Art. 84 Pensioenwet
Verplichting tot collectieve waardeoverdracht bij liquidatie van de pensioenuitvoerder
   1.De pensioenuitvoerder is verplicht tot waardeoverdracht aan een andere pensioenuitvoerder bij liquidatie van de eerstgenoemde pensioenuitvoerder.

   2.In geval van een waardeoverdracht als bedoeld in het eerste lid gelden de volgende voorwaarden:
      a. het voornemen tot waardeoverdracht aan een pensioenuitvoerder wordt door de overdragende pensioenuitvoerder uiterlijk drie maanden voor de beoogde datum van waardeoverdracht schriftelijk gemeld aan de toezichthouder en de toezichthouder heeft binnen die periode geen verbod tot waardeoverdracht opgelegd;
      b. de overdrachtswaarde wordt zodanig door de overdragende pensioenuitvoerder vastgesteld dat de voor mannen en vrouwen te verwerven pensioenrechten gelijk zijn, waarbij aan het vereiste van collectieve actuariële gelijkwaardigheid op basis van dezelfde grondslagen wordt voldaan.
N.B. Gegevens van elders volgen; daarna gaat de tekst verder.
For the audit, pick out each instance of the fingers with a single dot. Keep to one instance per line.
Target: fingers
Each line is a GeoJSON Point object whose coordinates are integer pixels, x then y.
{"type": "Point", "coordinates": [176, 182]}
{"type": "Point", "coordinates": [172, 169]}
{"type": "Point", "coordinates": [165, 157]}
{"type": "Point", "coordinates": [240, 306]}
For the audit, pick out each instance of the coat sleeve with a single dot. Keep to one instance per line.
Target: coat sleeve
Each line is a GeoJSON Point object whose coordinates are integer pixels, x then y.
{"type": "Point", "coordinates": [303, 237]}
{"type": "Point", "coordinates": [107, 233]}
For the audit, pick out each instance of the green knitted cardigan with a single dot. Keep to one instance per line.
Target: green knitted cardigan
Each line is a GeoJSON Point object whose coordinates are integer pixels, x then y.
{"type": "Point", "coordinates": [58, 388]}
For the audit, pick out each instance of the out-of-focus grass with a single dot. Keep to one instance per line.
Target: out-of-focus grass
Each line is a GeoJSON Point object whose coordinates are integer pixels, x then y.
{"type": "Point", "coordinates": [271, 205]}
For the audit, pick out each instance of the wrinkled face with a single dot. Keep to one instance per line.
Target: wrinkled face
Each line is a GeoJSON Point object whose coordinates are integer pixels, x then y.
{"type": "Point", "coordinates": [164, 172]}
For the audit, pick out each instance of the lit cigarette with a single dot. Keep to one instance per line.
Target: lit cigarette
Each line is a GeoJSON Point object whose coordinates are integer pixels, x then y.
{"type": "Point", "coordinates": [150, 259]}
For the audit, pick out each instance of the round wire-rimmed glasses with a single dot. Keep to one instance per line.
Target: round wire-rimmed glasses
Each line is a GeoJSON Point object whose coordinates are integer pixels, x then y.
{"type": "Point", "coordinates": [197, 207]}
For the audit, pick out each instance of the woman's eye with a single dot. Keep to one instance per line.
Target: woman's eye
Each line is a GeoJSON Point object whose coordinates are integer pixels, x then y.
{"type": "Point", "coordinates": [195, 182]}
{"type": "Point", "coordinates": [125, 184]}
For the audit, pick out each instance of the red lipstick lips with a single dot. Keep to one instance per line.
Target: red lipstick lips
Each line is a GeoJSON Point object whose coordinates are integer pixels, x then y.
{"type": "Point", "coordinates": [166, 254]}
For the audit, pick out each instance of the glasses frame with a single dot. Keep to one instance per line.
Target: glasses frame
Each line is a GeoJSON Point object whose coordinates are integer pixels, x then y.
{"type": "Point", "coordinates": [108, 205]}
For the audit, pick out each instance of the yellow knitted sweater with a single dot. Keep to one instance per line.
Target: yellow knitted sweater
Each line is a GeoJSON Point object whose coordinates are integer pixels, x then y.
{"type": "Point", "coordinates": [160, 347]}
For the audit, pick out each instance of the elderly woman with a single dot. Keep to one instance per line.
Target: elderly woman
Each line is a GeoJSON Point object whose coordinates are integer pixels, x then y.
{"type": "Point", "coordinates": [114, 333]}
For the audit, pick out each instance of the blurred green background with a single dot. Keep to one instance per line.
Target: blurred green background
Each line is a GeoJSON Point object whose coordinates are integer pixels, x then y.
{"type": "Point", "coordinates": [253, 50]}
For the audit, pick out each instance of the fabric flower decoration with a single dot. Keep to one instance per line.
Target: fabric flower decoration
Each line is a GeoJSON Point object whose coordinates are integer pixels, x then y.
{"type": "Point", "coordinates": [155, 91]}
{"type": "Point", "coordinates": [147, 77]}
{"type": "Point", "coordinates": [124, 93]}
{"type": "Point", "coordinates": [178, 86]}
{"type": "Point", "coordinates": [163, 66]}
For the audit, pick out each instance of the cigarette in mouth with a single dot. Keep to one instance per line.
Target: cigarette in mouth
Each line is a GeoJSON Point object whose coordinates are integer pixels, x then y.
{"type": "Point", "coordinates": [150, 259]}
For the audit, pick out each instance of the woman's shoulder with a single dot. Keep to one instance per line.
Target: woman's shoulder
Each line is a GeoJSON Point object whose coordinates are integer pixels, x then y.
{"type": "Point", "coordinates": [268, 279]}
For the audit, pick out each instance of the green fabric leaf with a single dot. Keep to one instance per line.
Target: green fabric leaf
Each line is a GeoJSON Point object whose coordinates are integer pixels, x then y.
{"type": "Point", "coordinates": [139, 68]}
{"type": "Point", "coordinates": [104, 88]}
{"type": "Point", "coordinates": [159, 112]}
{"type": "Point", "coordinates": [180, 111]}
   3.Het tweede lid, onderdeel b, is met betrekking tot:
      a. uitkeringsovereenkomsten van toepassing op pensioenaanspraken die vanaf 1 januari 2002 zijn opgebouwd;
      b. premieovereenkomsten en kapitaalovereenkomsten van toepassing op pensioenaanspraken die vanaf 1 januari 2005 zijn opgebouwd.

   4.Op pensioenaanspraken die voor de in het derde lid genoemde data zijn opgebouwd is de eis van individuele actuariële gelijkwaardigheid, bedoeld in artikel 71, vierde lid, van toepassing tenzij in de pensioenovereenkomst is overeengekomen dat de voorwaarden, bedoeld in het tweede lid, onderdeel b, van toepassing zijn.

   5.Voorzover het bij de toepassing van het eerste lid pensioenaanspraken betreft die als gevolg van een premievrije voortzetting van die pensioenaanspraken worden opgebouwd is onderdeel b van het tweede lid van toepassing indien het recht op die premievrije voortzetting is ontstaan op of na 1 januari 2002.

   6.Elk beding strijdig met dit artikel is nietig.

   7.Bij of krachtens algemene maatregel van bestuur kunnen regels worden gesteld aan het vaststellen van de overdrachtswaarde.

Memorie van Toelichting
Wanneer een pensioenfonds of verzekeraar wordt opgeheven moeten de pensioenaanspraken en pensioenrechten bij een andere pensioenuitvoerder worden ondergebracht. In dat geval is géén instemming (uitdrukkelijk of stilzwijgend) van de deelnemers, gewezen deelnemers, gewezen partners of pensioengerechtigden vereist, maar gelden wel de in het tweede lid omschreven voorwaarden.

Ten aanzien van een verzekeraar die geliquideerd wordt in de periode waarin een noodregeling van toepassing is, of de verzekeraar die failliet is gelden in het kader van de Wet toezicht verzekeringsbedrijf 1993 (in de toekomst vervangen door de Wet op het financieel toezicht) nog aanvullende bepalingen.